The Corner

Education

How Ron DeSantis Stole Christmas

Florida’s Republican incumbent governor Ron DeSantis takes to the stage opposite his then-Democratic Party challenger Charlie Crist at the Sunrise Theatre in Fort Pierce, Fla., October 24, 2022. (Crystal Vander Weiter/Pool via Reuters)

An ominous Daily Beast headline from this morning reads: “They Were Loving College. Then Ron DeSantis Got Involved.” Here are the opening two paragraphs:

When Gov. Ron DeSantis and his war on “woke” education took aim at the New College of Florida on Friday, Sam Sharf was surfing with friends an hour down the coast.

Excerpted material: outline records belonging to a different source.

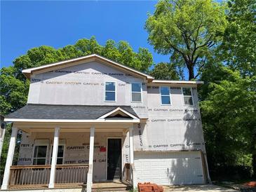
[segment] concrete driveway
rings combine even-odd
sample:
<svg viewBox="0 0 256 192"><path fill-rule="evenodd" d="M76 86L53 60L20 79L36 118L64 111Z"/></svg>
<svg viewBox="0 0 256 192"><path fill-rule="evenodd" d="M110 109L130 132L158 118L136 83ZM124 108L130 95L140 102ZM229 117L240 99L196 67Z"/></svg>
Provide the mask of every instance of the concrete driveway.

Which is to say the 22-year-old sophomore was blissfully unaware that the small public liberal arts school she attended was the latest target in what could be the governor’s hate-fueled march to a Republican presidential nomination.

Dun dun dun dunnnnnnn.

The rest of the story, unfortunately, is far less exciting than the attention-grabbing headline and opening salvo. The “latest target” in DeSantis’s “hate-fueled march to the Republican presidential nomination” was the appointment of six new conservative board members at the left-wing Sarasota college, including the prominent anti-critical-race-theory activist Chris Rufo, pending confirmation by the Florida state senate. As the Daily Beast reports, that made at least two students very upset. One, Sam Sharf, relayed to the outlet: “I got really sad and then just, like, laid down.” The other, Jack Sobel — a political-science senior “who helped start a Twitter account for students who want to push back against the governor’s aims” — thundered: “I certainly don’t believe that this is saving New College the way Ron DeSantis and his allies are framing it.”

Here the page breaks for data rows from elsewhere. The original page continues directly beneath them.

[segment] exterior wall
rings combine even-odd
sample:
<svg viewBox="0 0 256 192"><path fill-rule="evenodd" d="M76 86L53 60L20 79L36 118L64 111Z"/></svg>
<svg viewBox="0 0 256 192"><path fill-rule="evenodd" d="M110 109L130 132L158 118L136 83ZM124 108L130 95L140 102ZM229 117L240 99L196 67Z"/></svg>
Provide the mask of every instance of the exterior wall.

And . . . that’s it. No, really. The “they” in the “They Were Loving College” is two students, and the “And then Ron DeSantis came along and stole Christmas, tortured puppies, and abolished ice cream and children’s laughter” tone of the opener turns out to be describing the fact that one student disagreed with how “DeSantis and his allies are framing it” and another felt “sad.” (That second point was reiterated by the same student later on in the piece: “It made me really sad,” Sharf said. “But then I began contemplating how, like, we as a student body . . . reject this and try and do our best to fight back and defend our space.”)

Grim stuff. But then again, this is Ron DeSantis’s Florida.